City of Spies by Sorayya Khan has a surprisingly benign and soothing spirit to it belying the turbulent times and events it is set in. The point of view is also curious. It isn’t that of an insider defending Pakistan. It isn’t one of an outsider berating it either. The protagonist – a young girl – is simultaneously an insider and an outsider. There isn’t much of a plot in the story, and things that do happen are mostly historically known. But it keeps you riveted to the pages (screen in my case, as I read it on Kindle). The reason is that the protagonist Aliya’s struggle to make sense of the world around her is not only her own. We all struggle with that, and not just as children or adolescents. But well into our adulthood, perhaps all our lives.
It is coming of age story for people of all ages. Not to be put aside as meant only for young adults.
Below is the book description from the publisher’s website.

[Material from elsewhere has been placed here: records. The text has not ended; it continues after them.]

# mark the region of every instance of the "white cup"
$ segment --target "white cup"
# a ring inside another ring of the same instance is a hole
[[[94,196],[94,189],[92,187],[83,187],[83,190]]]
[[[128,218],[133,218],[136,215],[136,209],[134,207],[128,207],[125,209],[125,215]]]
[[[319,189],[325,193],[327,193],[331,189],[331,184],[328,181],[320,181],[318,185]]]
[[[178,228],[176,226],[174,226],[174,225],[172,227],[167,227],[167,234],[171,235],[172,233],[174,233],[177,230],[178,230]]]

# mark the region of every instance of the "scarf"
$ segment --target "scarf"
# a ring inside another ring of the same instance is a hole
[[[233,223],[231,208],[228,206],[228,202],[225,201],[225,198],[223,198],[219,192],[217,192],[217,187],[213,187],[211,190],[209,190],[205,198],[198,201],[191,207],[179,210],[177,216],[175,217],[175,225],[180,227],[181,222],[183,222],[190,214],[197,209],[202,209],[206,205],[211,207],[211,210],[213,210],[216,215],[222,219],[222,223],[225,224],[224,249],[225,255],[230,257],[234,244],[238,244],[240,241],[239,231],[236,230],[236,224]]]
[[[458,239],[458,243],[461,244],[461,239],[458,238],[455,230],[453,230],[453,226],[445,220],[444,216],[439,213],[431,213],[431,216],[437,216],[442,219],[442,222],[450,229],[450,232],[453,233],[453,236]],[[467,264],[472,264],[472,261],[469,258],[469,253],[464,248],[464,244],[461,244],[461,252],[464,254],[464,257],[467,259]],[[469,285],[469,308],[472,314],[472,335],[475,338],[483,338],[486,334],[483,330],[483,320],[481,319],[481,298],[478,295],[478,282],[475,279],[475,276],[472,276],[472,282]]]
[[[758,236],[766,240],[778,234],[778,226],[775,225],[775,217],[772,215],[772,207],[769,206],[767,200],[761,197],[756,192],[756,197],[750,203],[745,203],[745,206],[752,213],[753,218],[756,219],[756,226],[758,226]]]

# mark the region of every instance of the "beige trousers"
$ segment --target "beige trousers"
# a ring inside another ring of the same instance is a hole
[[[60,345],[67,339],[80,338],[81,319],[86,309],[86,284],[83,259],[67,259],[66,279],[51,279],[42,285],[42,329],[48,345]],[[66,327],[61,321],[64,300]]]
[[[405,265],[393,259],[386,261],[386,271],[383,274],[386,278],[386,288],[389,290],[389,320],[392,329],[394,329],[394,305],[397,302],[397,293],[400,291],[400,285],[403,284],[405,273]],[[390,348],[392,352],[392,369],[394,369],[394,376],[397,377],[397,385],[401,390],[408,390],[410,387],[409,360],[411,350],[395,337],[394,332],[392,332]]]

‘God was everywhere, but so was the general.’
It is the summer of 1977 and Pakistan swelters in the unrelenting heat. Weeks after her eleventh birthday, Aliya Shah wakes up to the news that there has been a coup d’état, General Zia has taken over the country and Prime Minister Zulfikar Ali Bhutto is in jail. Although the shadow of the general and his increasingly puritanical edicts threaten to disrupt their comfortable existence, life goes on for Aliya much as before as she attends the American
School in Islamabad.
However, when a much loved young boy, the son of the family retainer, dies tragically in a hit-and-run accident, her world is turned upside down, especially when she discovers the terrible secret of the murderer’s identity.
City of Spies is coming-of-age story that explores Aliya’s conflicting loyalties and her on-going struggle to make sense of her world. Set in late 1970’s Islamabad and Lahore, City of Spies is a gripping novel that unfolds over thirty months in Pakistan’s tumultuous history.